May 4, 2026 IET reuse_efuncs drill-down:

  • The expensive IET buckets in heavy_IO (make_parallel, place_definitions, _place_transfers, lower_async_objs, and process) are mostly paying common Graph.apply post-processing cost rather than pass body cost. A temporary graph-phase profile showed:

    • Graph.apply total: about 7.33 s across 25 calls;
    • reuse_efuncs: about 3.93 s across 5 calls;
    • pass bodies: about 2.17 s;
    • update_args: about 0.85 s.
  • Inside reuse_efuncs, the hot path is abstraction/signature generation:

    • before the new signature cache: reuse_efuncs ~3.93 s, abstract_efunc ~1.91 s, _signature ~1.75 s;
    • with IET Node._signature() memoized per node: reuse_efuncs drops to about 3.62-3.69 s, and _signature drops to about 1.41-1.44 s.
  • The tested signature-cache patch was deliberately narrow: IET Node overrode _signature() with @memoized_meth and delegated to Signer._signature(), caching the SHA1 signature on the immutable-ish IET node instance without caching the full CIR string.

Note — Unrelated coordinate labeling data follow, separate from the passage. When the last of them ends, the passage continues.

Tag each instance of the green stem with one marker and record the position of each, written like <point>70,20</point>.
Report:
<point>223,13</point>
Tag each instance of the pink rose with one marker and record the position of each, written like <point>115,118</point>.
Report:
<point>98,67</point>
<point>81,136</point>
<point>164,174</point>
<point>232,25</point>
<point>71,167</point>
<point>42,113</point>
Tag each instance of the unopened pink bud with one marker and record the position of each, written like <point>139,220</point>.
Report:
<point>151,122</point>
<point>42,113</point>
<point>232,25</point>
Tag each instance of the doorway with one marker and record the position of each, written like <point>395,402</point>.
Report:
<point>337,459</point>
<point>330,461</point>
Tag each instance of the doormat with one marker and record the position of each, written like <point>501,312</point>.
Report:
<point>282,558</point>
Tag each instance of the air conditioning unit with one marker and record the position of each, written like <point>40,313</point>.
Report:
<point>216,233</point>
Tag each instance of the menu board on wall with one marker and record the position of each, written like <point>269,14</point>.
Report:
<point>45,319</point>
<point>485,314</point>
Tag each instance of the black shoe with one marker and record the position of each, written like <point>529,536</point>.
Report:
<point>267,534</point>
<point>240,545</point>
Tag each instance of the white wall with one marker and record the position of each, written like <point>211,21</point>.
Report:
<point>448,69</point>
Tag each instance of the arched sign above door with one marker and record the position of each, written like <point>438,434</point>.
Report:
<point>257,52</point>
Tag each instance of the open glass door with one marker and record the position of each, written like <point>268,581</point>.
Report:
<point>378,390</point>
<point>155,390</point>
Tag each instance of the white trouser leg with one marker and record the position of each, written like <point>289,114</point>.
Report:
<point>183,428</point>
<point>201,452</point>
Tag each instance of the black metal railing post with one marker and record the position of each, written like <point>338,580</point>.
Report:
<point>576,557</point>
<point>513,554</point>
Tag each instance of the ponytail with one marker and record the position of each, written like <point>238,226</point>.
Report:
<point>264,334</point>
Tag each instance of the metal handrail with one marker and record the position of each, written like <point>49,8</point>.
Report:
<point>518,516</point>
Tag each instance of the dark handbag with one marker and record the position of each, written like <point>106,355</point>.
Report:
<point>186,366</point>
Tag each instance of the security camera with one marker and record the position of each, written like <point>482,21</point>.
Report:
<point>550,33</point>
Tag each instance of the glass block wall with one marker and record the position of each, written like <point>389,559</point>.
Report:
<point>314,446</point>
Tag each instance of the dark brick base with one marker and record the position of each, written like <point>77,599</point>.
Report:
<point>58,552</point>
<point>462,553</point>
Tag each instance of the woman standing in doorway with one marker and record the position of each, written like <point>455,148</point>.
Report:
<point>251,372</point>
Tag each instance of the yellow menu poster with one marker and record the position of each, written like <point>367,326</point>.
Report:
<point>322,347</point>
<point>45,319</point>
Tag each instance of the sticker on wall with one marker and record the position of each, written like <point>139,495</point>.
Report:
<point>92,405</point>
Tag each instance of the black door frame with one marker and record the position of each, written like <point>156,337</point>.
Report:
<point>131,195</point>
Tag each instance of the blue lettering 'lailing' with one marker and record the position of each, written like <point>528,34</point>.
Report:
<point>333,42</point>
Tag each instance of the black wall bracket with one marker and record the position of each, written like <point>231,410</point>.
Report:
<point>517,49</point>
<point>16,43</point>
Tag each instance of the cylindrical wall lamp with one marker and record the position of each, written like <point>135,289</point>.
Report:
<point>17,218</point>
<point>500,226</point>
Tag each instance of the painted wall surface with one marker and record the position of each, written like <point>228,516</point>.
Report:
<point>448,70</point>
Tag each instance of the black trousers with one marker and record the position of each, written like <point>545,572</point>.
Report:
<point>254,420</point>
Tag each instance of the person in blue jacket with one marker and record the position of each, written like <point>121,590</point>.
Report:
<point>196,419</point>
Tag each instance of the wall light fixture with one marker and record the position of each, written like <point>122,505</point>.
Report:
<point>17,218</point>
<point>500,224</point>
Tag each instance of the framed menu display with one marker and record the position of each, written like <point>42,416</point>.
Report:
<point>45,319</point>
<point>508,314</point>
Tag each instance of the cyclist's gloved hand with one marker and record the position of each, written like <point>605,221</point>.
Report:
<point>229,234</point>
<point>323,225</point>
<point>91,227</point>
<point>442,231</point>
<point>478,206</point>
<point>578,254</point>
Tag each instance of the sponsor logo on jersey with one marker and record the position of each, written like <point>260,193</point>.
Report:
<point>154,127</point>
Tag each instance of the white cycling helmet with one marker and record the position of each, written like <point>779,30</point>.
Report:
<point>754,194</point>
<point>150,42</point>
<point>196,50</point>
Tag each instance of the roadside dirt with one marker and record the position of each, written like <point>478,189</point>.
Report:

  • Direct multiplicity check on heavy_IO showed why the patch is not a meaningful end-to-end win:

    • _signature() calls: 180;
    • unique IET nodes: 150;
    • repeated calls on the same node: only 30;
    • call histogram: 121 nodes called once, 28 nodes called twice, 1 node called three times.
  • The remaining abstract_efunc body cost is still substantial. A temporary body-level profile of heavy_IO showed about 150 misses and 30 hits across the five reuse_efuncs calls. Miss cost split roughly as:

    • Uxreplace: 0.63 s;
    • abstract_objects: 0.63 s;
    • FindSymbols('basics|symbolics|dimensions'): 0.23 s.
  • Dropped variants:

    • IET Node._signature() memoization was dropped after the multiplicity check. There are not enough repeated calls on the same node to justify even this small cache as a production change;
    • filtering identity mappings out of abstract_objects was slower in practice; abstract_objects increased from about 0.63 s to about 1.62 s in the instrumented run, because rebuilding the mapper dominated;
    • returning raw CIR from IET Node._signature() instead of the SHA1 digest was also rejected. It retains large strings and made the instrumented profile noisier/worse, without a clear wall-time win.
  • Validation and benchmark signal from the rejected signature-cache patch:

    • targeted OSS IET/visitor tests still pass: /app/devitopro/submodules/devito/tests/test_iet.py and /app/devitopro/submodules/devito/tests/test_visitors.py (42 passed);
    • the earlier heavy 22.25 s combined-run sample was confirmed noisy and should be ignored.
  • May 4 rerun, three combined invocations before and after the signature-cache patch, same setup (devitopro-cuda:latest, GPU 3, taskset 0-15):

    • without signature cache: stress-only 10.02/10.03/10.00 s (avg 10.02 s), heavy 21.29/21.27/21.27 s (avg 21.28 s), heavy_IO 24.80/24.66/24.63 s (avg 24.70 s);
    • with signature cache: stress-only 10.02/10.03/9.98 s (avg 10.01 s), heavy 21.36/21.40/21.29 s (avg 21.35 s), heavy_IO 24.55/24.49/24.37 s (avg 24.47 s).
  • Interpretation: memoizing IET node signatures is not worth keeping. The end-to-end signal is neutral for stress-only, neutral/slightly negative for heavy, and only mildly positive for heavy_IO (~0.23 s). The direct multiplicity check shows the cache surface is tiny: only 30/180 calls are repeated on the same node. The next meaningful IET win is unlikely to come from the individual pass bodies. It would need to reduce repeated abstract_efunc misses, likely by making reuse_efuncs more incremental/cache-aware across successive Graph.apply calls.